Some times it's a real interest of mine I put on these pages, this is the start of one of those occasions!
I've been working with the Xilinx tools (see Use of TCL in Xilinx Vivado 2019 and Bwise blocks connecting FPGA accelerated C functions) on the old dream of Silicon Compilation, in this case turning a (more or less) regular C function into a FPGA program. The Vivado_hls tools allow the interaction with such a FPGA compiled by direct AXI bus communication, allowing fast and reliable communication between the CPU and the FPGA, using C code.
Here's my first example C function turned FPGA with a also C based TCL extension communicating with it on a Parallella Board, based on the Zynq 7010 A.R.M. processor + FPGA. This is the C function put into the FPGA fabric [L1 ] (It's actually normal C, not ++, based on an example, but quite different now, and not particularly suited for a practical purpose outside testing). The usage of a our relatively small (compared with more current Ultrascales, and bigger models like on AWS F1 nodes) but not bad FPGA for this lookup table with in-fpga initialization is like this (for the Vivado 2019.2 tools, because the parameters change with the course of time):
The bus protocol and data preparation mess in in here: [L2 ] , the big advantage is that this can work clean and efficient.
Finally, the Tcl extension to talk with the FPGA over this interface: [L3 ]. There are two parameters passed to the added function to the tcl interpreter, one isn't used at the moment, and the result which after the first call to the FPGA can be blazing fast, is returned as an integer as well. Actually the lookup is 16 bits in and out, so there's a typecast. The compile went like this:
gcc -shared -o libfpgacom.so -DUSE_TCL_STUBS -I/usr/include/tcl8.6/ fpgacom.c uio_mult_test_csin3lookup_tcl.c -L/usr/lib/arm-linux-gnueabihf/ -ltclstub8.6 -fPIC
Of course the tcl-dev install is required for the library, and I didn't discuss the making of the FPGA ".bit" file and the loading of such. I've done a video on the main line of that process if you're interested [L4 ] . Here are the test commands I just tried the extension out with:
(Tcl) 1 % load libfpgacom.so (Tcl) 2 % fpga (Tcl) 3 % fpga 0 0 -32767 (Tcl) 4 % fpga 0 44 -32767 (Tcl) 5 % fpga 16384 0 -23170 (Tcl) 6 % expr 1.0 * [fpga 16384 0] / [fpga 0 44] 0.7071138645588549 (Tcl) 7 % expr sin(3.14156535 /4); 0.7071019545317011
To test if the FPGA function is accurate, we can use these procs, also to use with the proctoblock BWise function:
proc runfpga { {i} } { return [fpga $i 0] } proc runsimu { {i} } { return [expr int( \ [domaxima "float( 32768.0*sin( \ 3.1415926535 * ($i - 65536/2) / 65536 \ ))"] \ )] }
The call time for the fpga routine is about 2.5 microseconds, tested in a for a million long loop that took ~5 seconds by itself on the cpu running the for {} {} {} {} loop. I didn't test a pure C program interface with the handshake for timing. The domaxima proc uses external Maxima (also on the edge computer board) for math operations.

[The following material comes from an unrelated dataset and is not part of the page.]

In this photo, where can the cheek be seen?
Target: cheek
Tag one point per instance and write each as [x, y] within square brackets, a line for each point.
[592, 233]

The program as shown has a sine table in short integers from 0-65535 (2^16) from -pi/2 tp +pi/2, a few examples:
(Tcl) 14 % runsimu 100 -32767 (Tcl) 15 % runfpga 100 -32767 (Tcl) 16 % runsimu 32768 0 (Tcl) 17 % runfpga 32768 0
It's also a good idea to check the FPGA-compiled results with a regular C compiler, for instance on the Zynq board, or in this case on a x86_64 machine, using gcc 8.3.1, using the actual code used for the Xilinx tools, with a few added defines for data types not a part of normal C, and a obvious "main()" calling the same function as is used for the silicon compile: [L5 ]. Testing this C version:
$ ./lookupsim 65535 -32768 $ ./lookupsim 65534 -32768 $ ./lookupsim 65500 32767 $ ./lookupsim 16384 -23170 $ ./lookupsim 16383 -23171 $ ./lookupsim `echo "16384 32768 +p" | dc` 23170 $ ./lookupsim 0 -32768 $ ./lookupsim 500 -32758
It is possible the type casting and the exact interpretation of binary numbers can vary between certain C and Xilinx interpretations.